Farouk Goulam-Ally (Senior manager chez Ineum Consulting) Farouk Goulam-Ally : "La fibre optique annonce la mort des packages triple play"

L'arrivée de la fibre optique en France et son financement par les pouvoirs publics pourrait bouleverser l'offre actuelle du haut débit en cassant la verticalisation des offres bundles des FAI.

 

Selon vous, les pouvoirs publics vont jouer un rôle essentiel dans le déploiement de la fibre optique en France. Lequel ?

Le marché du très haut débit s'est fortement développé en France ces dernières années.
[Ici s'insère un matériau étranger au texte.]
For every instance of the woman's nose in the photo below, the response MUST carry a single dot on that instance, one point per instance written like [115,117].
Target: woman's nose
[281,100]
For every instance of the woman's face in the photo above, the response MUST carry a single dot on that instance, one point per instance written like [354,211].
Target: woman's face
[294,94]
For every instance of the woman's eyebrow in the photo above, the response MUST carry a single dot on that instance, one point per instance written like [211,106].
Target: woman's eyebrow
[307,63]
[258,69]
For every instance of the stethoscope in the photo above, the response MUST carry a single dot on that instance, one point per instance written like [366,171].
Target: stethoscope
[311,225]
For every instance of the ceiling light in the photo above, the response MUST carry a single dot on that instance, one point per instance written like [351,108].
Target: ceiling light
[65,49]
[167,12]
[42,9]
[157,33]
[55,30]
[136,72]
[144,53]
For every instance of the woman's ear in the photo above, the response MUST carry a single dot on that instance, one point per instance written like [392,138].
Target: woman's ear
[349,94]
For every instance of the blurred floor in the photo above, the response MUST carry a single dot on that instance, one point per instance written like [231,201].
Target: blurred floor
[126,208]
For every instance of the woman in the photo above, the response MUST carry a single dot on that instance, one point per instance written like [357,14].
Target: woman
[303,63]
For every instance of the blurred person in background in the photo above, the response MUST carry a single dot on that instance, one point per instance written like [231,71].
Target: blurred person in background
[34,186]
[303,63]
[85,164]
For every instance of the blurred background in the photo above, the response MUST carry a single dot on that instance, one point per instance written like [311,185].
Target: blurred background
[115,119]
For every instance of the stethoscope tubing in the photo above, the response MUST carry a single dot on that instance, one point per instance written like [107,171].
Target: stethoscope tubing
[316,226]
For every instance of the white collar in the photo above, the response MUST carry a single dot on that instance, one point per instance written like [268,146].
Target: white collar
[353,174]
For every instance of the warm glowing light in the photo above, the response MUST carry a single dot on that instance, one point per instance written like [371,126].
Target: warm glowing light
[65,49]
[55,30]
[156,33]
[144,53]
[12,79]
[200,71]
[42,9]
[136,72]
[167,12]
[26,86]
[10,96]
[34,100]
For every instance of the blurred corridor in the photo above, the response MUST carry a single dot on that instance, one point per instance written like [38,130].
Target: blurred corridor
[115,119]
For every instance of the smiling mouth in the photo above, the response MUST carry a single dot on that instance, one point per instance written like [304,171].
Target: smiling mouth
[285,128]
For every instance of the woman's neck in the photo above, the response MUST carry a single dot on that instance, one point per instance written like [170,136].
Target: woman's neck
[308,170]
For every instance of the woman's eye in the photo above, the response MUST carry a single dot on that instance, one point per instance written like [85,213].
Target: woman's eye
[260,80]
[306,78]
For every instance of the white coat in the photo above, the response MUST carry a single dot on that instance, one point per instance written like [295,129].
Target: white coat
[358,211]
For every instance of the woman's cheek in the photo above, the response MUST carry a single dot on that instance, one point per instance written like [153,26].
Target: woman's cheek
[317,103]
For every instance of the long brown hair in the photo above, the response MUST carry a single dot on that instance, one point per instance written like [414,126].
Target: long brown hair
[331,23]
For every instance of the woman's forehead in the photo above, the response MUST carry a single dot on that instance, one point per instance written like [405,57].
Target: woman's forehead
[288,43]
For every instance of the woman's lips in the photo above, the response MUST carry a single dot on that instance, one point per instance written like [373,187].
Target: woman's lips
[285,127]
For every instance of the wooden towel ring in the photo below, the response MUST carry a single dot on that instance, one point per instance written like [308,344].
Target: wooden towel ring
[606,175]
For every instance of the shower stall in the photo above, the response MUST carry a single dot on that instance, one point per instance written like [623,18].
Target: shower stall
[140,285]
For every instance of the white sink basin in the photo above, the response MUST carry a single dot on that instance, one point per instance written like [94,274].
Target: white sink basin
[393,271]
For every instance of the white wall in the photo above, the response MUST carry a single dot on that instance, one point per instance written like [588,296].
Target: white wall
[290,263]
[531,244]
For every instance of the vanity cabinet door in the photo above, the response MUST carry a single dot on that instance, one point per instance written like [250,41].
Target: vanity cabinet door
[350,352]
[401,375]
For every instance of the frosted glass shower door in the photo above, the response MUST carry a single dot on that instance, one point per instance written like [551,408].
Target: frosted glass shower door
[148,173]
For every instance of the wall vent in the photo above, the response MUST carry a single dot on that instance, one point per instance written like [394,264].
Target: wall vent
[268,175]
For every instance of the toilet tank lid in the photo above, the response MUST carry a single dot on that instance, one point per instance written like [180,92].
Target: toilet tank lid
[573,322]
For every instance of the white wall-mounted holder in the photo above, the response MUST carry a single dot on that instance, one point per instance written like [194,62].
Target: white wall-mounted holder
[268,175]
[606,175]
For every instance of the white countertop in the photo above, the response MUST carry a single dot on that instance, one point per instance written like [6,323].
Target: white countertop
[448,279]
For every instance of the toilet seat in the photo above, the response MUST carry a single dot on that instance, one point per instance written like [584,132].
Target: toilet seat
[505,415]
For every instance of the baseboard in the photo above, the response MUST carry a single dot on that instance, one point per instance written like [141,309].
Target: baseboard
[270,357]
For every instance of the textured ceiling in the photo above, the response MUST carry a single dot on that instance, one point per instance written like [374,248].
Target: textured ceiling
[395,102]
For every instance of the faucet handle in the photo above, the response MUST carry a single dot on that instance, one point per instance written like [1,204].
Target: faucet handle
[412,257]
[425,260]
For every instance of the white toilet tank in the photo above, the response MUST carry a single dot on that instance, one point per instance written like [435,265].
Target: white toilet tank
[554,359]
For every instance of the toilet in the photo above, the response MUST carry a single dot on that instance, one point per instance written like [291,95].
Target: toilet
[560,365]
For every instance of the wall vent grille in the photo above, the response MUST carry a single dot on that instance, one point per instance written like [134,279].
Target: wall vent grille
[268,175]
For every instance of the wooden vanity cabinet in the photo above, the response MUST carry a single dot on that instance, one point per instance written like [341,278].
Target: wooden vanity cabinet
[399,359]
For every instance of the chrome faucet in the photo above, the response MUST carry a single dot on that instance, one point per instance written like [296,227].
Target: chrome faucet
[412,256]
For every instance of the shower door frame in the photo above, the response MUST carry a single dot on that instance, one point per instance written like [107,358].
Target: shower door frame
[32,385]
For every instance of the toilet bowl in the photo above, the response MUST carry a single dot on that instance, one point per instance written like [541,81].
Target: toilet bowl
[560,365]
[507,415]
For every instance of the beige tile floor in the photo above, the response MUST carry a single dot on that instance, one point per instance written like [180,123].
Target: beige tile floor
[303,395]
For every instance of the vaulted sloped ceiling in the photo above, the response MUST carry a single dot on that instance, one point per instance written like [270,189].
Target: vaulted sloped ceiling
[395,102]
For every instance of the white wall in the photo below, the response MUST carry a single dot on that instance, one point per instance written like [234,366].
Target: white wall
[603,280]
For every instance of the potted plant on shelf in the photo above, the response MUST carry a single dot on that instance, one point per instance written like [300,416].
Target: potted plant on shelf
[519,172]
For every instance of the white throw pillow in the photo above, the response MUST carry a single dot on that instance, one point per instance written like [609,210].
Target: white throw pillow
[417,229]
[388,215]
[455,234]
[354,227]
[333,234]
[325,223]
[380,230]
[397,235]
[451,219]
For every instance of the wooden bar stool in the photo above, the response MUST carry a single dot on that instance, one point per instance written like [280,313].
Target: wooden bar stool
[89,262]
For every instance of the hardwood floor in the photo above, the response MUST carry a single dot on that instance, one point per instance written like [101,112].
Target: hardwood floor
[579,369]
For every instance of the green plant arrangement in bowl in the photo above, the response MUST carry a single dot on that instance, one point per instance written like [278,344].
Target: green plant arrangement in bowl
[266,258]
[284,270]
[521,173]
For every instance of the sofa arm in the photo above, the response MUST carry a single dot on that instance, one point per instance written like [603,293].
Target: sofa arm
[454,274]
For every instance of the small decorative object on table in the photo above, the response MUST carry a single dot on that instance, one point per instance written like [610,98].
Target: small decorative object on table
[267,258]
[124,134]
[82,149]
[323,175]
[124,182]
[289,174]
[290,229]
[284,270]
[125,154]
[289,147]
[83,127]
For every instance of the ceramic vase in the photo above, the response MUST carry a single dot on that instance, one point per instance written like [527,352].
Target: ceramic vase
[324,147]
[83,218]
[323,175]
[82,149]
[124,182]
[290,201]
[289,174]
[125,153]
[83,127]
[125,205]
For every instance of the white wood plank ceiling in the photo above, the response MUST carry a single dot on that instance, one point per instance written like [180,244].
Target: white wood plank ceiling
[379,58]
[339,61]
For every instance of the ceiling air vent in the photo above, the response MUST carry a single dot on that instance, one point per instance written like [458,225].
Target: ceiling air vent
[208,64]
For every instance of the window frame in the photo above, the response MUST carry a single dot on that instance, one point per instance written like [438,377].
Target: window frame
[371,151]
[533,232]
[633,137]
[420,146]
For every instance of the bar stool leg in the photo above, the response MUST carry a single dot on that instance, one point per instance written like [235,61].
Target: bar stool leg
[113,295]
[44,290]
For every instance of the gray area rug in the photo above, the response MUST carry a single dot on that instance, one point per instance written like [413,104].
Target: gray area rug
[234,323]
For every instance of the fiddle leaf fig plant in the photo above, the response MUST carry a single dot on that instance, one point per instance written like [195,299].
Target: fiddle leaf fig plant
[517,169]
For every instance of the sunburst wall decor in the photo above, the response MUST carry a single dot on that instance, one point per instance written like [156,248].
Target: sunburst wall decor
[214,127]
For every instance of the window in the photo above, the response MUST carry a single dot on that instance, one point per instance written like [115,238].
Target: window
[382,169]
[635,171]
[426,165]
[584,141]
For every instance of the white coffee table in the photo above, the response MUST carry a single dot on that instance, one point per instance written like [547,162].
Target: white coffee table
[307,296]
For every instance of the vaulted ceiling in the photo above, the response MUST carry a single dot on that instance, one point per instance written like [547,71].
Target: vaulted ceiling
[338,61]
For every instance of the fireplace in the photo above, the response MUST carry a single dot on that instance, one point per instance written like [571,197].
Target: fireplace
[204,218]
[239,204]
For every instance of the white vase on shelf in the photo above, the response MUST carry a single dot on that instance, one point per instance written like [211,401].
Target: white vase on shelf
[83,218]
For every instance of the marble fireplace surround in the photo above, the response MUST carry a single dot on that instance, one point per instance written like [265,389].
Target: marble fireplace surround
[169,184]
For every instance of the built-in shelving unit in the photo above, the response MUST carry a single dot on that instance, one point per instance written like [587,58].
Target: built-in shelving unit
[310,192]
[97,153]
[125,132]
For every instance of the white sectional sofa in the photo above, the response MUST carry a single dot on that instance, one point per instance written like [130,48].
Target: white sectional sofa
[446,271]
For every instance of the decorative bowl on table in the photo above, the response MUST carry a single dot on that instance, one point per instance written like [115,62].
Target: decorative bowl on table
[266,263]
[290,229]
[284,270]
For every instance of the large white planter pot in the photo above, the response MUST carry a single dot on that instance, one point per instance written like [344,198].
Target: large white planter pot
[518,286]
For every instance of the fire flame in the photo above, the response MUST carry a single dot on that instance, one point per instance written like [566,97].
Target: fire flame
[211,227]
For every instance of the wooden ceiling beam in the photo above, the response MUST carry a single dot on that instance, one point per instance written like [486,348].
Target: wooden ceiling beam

Plus de 50 % des foyers français sont aujourd'hui connectés au haut débit par l'ADSL, et ce notamment grâce au dynamisme concurrentiel des fournisseurs d'accès qui ont proposé une offre attractive triple play pour 30 euros. Mais déjà pour le déploiement de l'ADSL, les pouvoirs publics, au travers des initiatives des collectivités locales, ont été obligées de financer des réseaux pour apporter le haut débit dans les zones délaissées par les opérateurs privés, faiblement peuplées donc peu rentables.

La fibre optique ne peut qu'accentuer cette problématique. Plusieurs opérateurs privés ont annoncé dès 2006 vouloir déployer graduellement la fibre optique sur le territoire français ; mais à ce jour, seules les grandes agglomérations et quelques communes, principalement situées en Ile-de-France, accueillent les premiers services de fibre optique. Compte tenu des investissements colossaux nécessaires au raccordement des foyers en fibre optique, l'intervention des pouvoirs publics est de nouveau incontournable. Sans leur concours, ce sont probablement 80 à 85 % des foyers qui ne pourraient pas bénéficier de ligne optique, donc du très haut débit.

En quoi l'intervention des pouvoirs publics dans le déploiement de la fibre pourrait bouleverser l'offre actuelle du haut débit ?

Aujourd'hui, les FAI poursuivent une stratégie d'intégration verticale : ils investissent chacun dans le réseau et les équipements et rivalisent de créativité pour pousser le client à consommer. Dans une logique de financement public, les réseaux de fibre optique seraient mutualisés, ouverts à tous les opérateurs. C'est le schéma adopté aujourd'hui pour les délégations de service public pour les réseaux ADSL. Cet impératif devrait se renforcer sur la fibre qui est une technologie plus coûteuse. Afin de stimuler la concurrence, les pouvoirs publics, propriétaires de ces futurs réseaux en fibre optique, pourraient imposer aux opérateurs privés une règle de dépackaging de leurs services.

Comme vous l'avez signalé précédemment, c'est la généralisation des offres triple play, très concurrentielles sur les prix, qui a favorisé l'adoption du haut débit en France. En quoi la fin de ces bundles peut elle favoriser le consommateur ? N'y a-t-il pas un risque, au contraire, d'une inflation des prix de ces services vendus à l'unité ?

Dans une logique de financement public, les FAI n'auraient plus à investir dans le réseau et les équipements, mais uniquement dans les plates-formes de services, ce qui leur permettrait d'être plus agressifs sur les prix des services. Par ailleurs, casser la verticalisation de l'offre permettrait  de faire subsister des fournisseurs de niche offrant un contenu local, spécialisé ou des services spécifiques.

C'est tout à l'avantage du consommateur qui serait équipé en fibre optique par un opérateur neutre et pourrait choisir, selon ses préférences ou selon les tarifs, son accès Internet chez un fournisseur, son service de téléphonie ou de télévision chez un deuxième et un troisième fournisseur. Il pourrait par exemple constituer son propre bouquet de télévision en combinant ses dix chaînes préférées, au lieu d'avoir 150 chaînes dont 99% jamais regardées, ou choisir son opérateur de téléphonie en fonction des destinations internationales les plus appelées.